D-day postponed to Friday?

Raza Rabbani was told to write the first draft of the 20th amendment.

After more than 90 minutes of irksome waiting, the National Assembly was finally forced to begin meeting Thursday evening with visibly vacant spaces in all corners of the house.

Instead of sitting in the press gallery, however, most reporters remained huddled in the lounge. They were all ears to their colleagues who had spent the day at the Supreme Court. Reporter after reporter would recall various remarks from the bench and tactics Chaudhry Aitzaz Ahsan had employed for ducking them. The narration often invoked loud laughter.

While in need of material for this column, I could not join the party. The thin attendance in the house clearly indicated that the government and the PML-N had yet to reach an agreed draft for amending the Constitution.

Ostensibly, another amendment in the Constitution is merely required to validate 28 members of various elected houses. The opposition had played hard to get, however, to bail the government out of a trivial-looking impasse.
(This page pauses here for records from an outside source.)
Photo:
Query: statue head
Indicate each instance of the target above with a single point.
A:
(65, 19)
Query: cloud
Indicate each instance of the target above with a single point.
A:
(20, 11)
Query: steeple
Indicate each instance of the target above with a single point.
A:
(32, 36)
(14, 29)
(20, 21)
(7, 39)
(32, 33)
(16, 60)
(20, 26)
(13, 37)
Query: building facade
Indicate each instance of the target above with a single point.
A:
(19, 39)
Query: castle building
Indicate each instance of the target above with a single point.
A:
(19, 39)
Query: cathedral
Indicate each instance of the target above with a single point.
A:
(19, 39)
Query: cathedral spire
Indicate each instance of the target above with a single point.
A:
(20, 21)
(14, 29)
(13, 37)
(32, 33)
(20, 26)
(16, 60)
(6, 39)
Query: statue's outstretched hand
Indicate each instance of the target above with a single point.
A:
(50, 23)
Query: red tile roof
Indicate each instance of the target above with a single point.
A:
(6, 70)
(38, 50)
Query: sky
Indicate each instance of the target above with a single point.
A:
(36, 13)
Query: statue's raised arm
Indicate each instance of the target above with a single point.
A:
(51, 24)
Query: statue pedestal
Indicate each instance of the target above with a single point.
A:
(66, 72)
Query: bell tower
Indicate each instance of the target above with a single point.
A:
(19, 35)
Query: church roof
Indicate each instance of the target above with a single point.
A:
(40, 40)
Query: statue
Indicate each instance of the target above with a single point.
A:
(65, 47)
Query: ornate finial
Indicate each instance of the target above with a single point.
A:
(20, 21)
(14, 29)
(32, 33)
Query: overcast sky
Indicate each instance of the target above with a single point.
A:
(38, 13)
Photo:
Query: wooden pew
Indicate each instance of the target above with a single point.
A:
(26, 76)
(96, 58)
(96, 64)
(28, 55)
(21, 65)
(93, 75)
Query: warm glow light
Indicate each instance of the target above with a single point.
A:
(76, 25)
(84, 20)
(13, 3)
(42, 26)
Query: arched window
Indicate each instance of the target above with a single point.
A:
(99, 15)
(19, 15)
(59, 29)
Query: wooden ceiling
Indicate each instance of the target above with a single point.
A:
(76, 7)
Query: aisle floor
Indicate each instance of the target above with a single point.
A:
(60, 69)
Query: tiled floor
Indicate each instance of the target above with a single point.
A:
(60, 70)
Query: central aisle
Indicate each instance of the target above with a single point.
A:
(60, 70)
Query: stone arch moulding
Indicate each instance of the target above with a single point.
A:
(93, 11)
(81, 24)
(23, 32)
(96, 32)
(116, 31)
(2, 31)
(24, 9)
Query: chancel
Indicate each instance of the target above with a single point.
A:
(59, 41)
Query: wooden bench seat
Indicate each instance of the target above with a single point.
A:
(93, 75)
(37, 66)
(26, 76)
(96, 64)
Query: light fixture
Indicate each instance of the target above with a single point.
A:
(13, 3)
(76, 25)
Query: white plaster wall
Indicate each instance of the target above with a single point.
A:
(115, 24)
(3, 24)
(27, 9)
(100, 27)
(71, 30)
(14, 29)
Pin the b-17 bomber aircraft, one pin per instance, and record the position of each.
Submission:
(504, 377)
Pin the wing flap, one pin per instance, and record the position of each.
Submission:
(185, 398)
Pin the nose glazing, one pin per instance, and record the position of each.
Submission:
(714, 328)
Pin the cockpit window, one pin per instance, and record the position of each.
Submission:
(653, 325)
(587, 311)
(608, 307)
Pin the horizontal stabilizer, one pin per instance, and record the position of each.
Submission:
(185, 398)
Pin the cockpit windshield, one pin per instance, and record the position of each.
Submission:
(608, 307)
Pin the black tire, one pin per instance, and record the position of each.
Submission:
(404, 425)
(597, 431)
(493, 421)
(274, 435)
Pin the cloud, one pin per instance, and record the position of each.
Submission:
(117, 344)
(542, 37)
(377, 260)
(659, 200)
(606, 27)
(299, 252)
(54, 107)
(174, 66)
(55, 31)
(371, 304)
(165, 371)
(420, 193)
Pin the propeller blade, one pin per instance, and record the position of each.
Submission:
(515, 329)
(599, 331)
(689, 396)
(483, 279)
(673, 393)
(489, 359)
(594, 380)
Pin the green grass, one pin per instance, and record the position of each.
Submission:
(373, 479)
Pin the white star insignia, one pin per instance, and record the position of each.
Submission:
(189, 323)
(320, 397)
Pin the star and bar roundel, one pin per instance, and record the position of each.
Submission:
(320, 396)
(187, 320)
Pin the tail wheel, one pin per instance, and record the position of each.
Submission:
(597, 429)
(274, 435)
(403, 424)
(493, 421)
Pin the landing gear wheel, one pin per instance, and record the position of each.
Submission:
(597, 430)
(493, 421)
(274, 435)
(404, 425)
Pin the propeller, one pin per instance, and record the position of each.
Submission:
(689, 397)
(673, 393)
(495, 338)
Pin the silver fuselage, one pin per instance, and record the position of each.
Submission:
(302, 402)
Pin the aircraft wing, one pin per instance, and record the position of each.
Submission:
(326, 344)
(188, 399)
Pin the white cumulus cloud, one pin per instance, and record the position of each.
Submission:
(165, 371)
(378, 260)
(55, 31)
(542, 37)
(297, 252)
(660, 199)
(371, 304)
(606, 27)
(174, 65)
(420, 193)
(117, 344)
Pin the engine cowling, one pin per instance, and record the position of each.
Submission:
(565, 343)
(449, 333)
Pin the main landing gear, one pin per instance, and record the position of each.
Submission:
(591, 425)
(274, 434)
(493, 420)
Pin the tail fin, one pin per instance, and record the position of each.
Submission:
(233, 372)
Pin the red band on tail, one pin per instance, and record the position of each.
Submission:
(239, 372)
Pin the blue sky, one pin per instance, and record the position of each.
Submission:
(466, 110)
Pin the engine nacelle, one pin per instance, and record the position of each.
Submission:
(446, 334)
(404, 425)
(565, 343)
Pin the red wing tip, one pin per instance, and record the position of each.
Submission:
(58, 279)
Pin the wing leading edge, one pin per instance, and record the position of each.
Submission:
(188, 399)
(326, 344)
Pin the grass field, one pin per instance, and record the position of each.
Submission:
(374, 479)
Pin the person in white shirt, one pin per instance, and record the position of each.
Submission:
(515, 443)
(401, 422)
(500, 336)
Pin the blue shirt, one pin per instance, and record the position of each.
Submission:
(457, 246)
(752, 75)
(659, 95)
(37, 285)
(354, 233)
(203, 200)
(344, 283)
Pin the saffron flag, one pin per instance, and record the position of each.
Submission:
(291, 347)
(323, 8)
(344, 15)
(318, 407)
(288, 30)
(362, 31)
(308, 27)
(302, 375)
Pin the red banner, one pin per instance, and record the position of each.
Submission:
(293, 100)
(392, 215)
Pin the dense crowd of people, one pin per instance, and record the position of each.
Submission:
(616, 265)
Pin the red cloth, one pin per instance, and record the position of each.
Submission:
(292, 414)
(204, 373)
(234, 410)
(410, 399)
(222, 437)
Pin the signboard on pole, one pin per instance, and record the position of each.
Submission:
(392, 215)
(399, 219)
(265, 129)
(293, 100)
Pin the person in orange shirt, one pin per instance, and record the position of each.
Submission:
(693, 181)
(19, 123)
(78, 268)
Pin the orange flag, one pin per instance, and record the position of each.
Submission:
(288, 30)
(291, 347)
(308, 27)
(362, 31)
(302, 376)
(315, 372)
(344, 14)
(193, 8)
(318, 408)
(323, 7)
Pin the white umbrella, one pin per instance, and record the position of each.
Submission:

Fully comprehending the government’s vulnerable spots, the opposition had rather been trying hard to get firm commitments, appropriately written in the Constitution, for ensuring the formation of an independent election commission. In the end, Chaudhry Nisar Ali Khan did not finish there.

Negotiating hard with the government, he gradually ended up sticking to the demand of having a caretaker prime minister as well that was to be appointed through consensus between the outgoing prime minister and the opposition leader in the National Assembly.

Despite being an acknowledged consensus-builder, Syed Khurshid Shah had been failing to persuade Nisar for some agreement in three consecutive rounds. In desperation, he had to seek the help of Raza Rabbani early this week.


Rabbani also roped in Maulana Fazlur Rehman for help. Yet both of them had not been proving of much help to Khurshid Shah. With collective and consistent efforts of the trio, Nisar finally began showing some flexibility somewhere late Wednesday evening, but only over the words to be used to meet his demands.

After giving an approving nod for possible framing of the proposed amendment, he left for his hometown late last evening and throughout Thursday remained busy there to arrange for the rites associated with observation of the first death anniversary of his mother.

Zahid Hamid has now been deputed by the PML-N to sit with Raza Rabbani to furnish words for the agreement that Khurshid Shah and Chaudhry Nisar had reached in broader terms.

In spite of injecting some flexibility in Chaudhry Nisar after dogged efforts, Syed Khurshid Shah could not win an approving pat from his leader. President Asif Ali Zardari was rather reported to have repeatedly thrown tantrums at the core committee meeting of his party at the Presidency Wednesday night. When briefed about the wordings of the possible amendment, he was once provoked to even ask tauntingly: “why don’t you beg Chaudhry Nisar to run the government as well?”

At least three reliable sources informed me Wednesday night that the president’s conduct at the core committee meeting had “virtually cancelled out the possibility of our government reaching an agreement on the opposition over the 20th Amendment.”

The coolheaded pragmatists from within the PPP did not give up, though. They had to consume many hours of pleading to make their leader realize that the Zardari-Gilani government must go an extra mile to get the 20th Amendment passed. Without providing the constitutional cover to 28 parliamentarians, the government might not be able to get elections for half the seats of the Senate held on schedule. “Someone can always go to the Supreme Court to get those elections postponed while taking the position that the vacant seats of the senate were being filled by getting votes from incomplete houses,” the President and some of his hawkish supporters were told.

These real or imagined apprehensions stirred about the fate of already scheduled elections for the vacant senate seats eventually softened hawks in the PPP-led coalition. Raza Rabbani was told to write the first draft of the 20th amendment. In his chambers, he had been sitting with Syed Khurshid Shah and Zahid Hamid until my leaving the parliament. There were clear signs that if not by late Thursday night, somewhere in the early hours of Friday, we would have the final draft of the proposed amendment.

Published in The Express Tribune, February 10th, 2012.